Don McLaughlin of West Virginia University discussed the SLASH2 project, and in the process gave a terrifying overview of the exponential increase in the amount of scientific data being generated (e.g., the Large Halon Collider at Switzerland’s CERN generates approximately 1 GB of data per second) and scientists’ need to preserve this data for future reuse. It’s simply not possible to build a single centralized resource that can store, preserve, and support analysis of immense datasets, so people who work with and preserve the data must spend a lot of time moving data across multiple, often geographically distributed systems and dealing with corrupted files, bad disk drives and tapes, and other problems. SLASH2, a data management system developed by the Pittsburgh Supercomputer Center (PSC) and currently being tested by PSC and West Virginia University, will automate much of this work and should improve system performance.

As the archivist daughter of an engineer, I was really taken with the presentation given by Victor Mucino of West Virginia University. Mucino, who is an engineer is examining the IDEFO standard and other options for adding contextual information to STEP and other current standards for the exchange of electronic engineering and design information. These standards can express how a given thing can be produced, but they don’t explain why it was produced as it was; for example, the size of a key piece of the new Robert C. Byrd (!) Telescope in Green Bank, WV was determined by the size of the smallest tunnel between the site of its production and Green Bank, but the telescope’s design documentation omits this basic fact. They also omit the results of failure analyses and other tests. Mucino is exploring how STEP and other standards can be expanded to include this sort of contextual information, which facilitates troubleshooting, subsystem design and replacement work, and subsequent innovation.
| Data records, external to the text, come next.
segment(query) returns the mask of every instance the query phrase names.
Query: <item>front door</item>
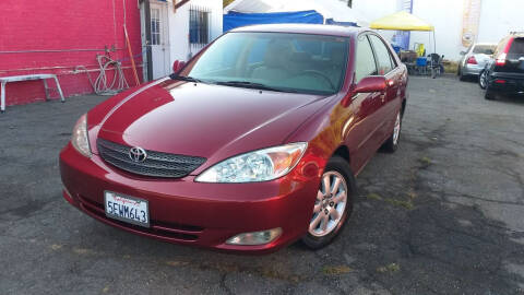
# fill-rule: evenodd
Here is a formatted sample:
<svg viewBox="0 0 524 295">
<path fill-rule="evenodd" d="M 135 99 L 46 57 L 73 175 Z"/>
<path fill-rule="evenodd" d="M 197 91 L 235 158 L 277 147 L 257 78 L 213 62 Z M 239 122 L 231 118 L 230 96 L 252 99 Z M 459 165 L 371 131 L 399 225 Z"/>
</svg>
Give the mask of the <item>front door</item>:
<svg viewBox="0 0 524 295">
<path fill-rule="evenodd" d="M 166 76 L 169 69 L 169 33 L 167 5 L 151 3 L 151 52 L 153 58 L 153 79 Z"/>
</svg>

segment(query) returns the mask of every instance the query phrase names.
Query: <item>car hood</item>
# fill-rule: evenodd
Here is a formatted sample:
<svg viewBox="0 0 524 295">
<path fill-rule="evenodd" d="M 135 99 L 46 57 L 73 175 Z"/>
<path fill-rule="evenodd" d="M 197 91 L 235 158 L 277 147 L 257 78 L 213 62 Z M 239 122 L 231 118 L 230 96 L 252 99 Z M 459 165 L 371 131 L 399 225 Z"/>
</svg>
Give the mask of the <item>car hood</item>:
<svg viewBox="0 0 524 295">
<path fill-rule="evenodd" d="M 168 79 L 93 109 L 90 133 L 97 134 L 91 137 L 92 146 L 103 138 L 150 151 L 224 158 L 283 143 L 323 97 Z"/>
</svg>

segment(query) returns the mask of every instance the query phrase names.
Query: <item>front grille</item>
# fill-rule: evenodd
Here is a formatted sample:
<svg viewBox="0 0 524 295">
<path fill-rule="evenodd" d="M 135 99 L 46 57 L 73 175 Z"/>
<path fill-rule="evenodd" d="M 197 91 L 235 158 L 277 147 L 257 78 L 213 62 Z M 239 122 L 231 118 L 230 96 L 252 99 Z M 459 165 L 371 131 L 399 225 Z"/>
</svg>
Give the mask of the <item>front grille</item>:
<svg viewBox="0 0 524 295">
<path fill-rule="evenodd" d="M 175 155 L 146 151 L 144 162 L 134 162 L 129 157 L 131 146 L 98 139 L 99 155 L 107 163 L 129 173 L 165 178 L 181 178 L 205 162 L 204 157 Z"/>
</svg>

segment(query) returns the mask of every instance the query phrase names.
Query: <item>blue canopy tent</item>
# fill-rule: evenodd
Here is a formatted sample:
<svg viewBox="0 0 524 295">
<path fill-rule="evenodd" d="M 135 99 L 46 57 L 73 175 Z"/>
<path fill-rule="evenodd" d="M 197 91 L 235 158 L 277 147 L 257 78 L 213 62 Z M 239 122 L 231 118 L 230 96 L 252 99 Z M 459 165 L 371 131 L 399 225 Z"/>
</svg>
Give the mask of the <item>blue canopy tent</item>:
<svg viewBox="0 0 524 295">
<path fill-rule="evenodd" d="M 337 22 L 333 19 L 327 19 L 325 20 L 325 24 L 331 24 L 331 25 L 342 25 L 342 26 L 359 26 L 355 22 Z"/>
<path fill-rule="evenodd" d="M 224 32 L 253 24 L 323 24 L 324 16 L 314 10 L 272 13 L 241 13 L 229 11 L 224 14 Z"/>
</svg>

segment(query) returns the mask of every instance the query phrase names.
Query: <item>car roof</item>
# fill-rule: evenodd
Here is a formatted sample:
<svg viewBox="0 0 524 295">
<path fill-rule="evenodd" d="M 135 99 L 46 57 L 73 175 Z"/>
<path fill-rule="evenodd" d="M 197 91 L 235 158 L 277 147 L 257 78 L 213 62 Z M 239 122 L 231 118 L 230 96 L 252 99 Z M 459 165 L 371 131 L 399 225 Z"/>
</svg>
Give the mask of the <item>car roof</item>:
<svg viewBox="0 0 524 295">
<path fill-rule="evenodd" d="M 231 30 L 230 32 L 298 33 L 350 37 L 358 35 L 360 32 L 370 30 L 362 27 L 323 24 L 263 24 L 237 27 Z"/>
<path fill-rule="evenodd" d="M 477 45 L 480 45 L 480 46 L 497 46 L 497 43 L 475 43 L 474 46 L 477 46 Z"/>
</svg>

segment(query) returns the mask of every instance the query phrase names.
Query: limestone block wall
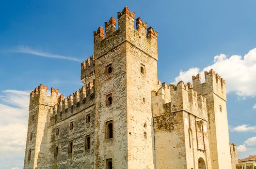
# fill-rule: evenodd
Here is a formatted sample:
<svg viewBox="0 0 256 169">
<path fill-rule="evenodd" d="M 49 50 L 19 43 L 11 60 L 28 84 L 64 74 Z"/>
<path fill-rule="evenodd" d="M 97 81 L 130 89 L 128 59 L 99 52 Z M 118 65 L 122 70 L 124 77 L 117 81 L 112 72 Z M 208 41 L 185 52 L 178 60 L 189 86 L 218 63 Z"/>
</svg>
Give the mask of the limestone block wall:
<svg viewBox="0 0 256 169">
<path fill-rule="evenodd" d="M 237 145 L 234 143 L 229 143 L 230 155 L 231 156 L 232 169 L 236 169 L 236 165 L 238 164 Z"/>
<path fill-rule="evenodd" d="M 58 89 L 51 88 L 51 95 L 47 96 L 47 86 L 40 84 L 30 94 L 24 169 L 42 167 L 45 162 L 48 112 L 57 103 L 58 94 Z"/>
<path fill-rule="evenodd" d="M 192 77 L 193 88 L 206 98 L 208 111 L 209 145 L 212 168 L 231 169 L 229 138 L 226 105 L 225 81 L 213 70 Z"/>
</svg>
Richard Marciano of the Data Intensive Cyber Environments (DICE) Group at the University of North Carolina-Chapel Hill discussed two projects that make use of the DICE Group’s iRODS (Integrated Rule Oriented Data System) data grid management system: the Transcontinental Persistent Archive Prototype, which is a partnership with the National Archives and Records Administration (NARA), and Distributed Custodial Archival Preservation Environments (DCAPE), which seeks to develop a digital preservation service for state archives and state university archives (and which I’m actively involved). iRODS assumes that collaborators are at multiple sites and have different policies, storage systems, and naming conventions, and makes it possible to store and access data in any format, stored in any type of storage system, and stored anywhere over a wide area network. It also allows users to specify high-level policies governing management of data, then breaks down those policies into rules that can be followed by computers and microservices that execute the rules. Richard concluded by noting that iRODS is both top-down and consensus-driven: any community that wishes to use iRODS needs to get together, determine its data management, preservation, and access policies, and translate these policies into rules and microservices that iRODS can understand.

After Richard’s presentation ended, Mark Conrad of the National Archives, who moderated the session, made a really important point: but every archives has policies, but articulating those policies is a real challenge, particularly when electronic records are involved. He’s absolutely right. Working on the DCAPE and PeDALS projects and dealing with some things that have recently come up at work has really driven home the importance of defining and documenting policies governing the processing of electronic records. We’re so comfortable with paper records that we don’t often question our processing, description, etc., practices -- or explain to students or paraprofessional staff the underlying rationale for their assignments. This is not good practice, and Mark is absolutely right that we as a profession need to devote ourselves to documenting our policies.

Friday, April 17, 2009

MARAC: plenary session

The Spring 2009 meeting of the Mid-Atlantic Regional Archives Conference started this morning with the plenary address, which was delivered by Ken Thibideau, director of the Electronic Records Archives (ERA) initiative at the U.S. National Archives and Records Administration (NARA). He sought to put ERA in an archival context, and two main threads -- the exponential increase in the volume and complexity of federal electronic records and NARA’s efforts to avoid a catastrophic system design failure akin to those experienced by other agencies and numerous software firms -- shaped his presentation.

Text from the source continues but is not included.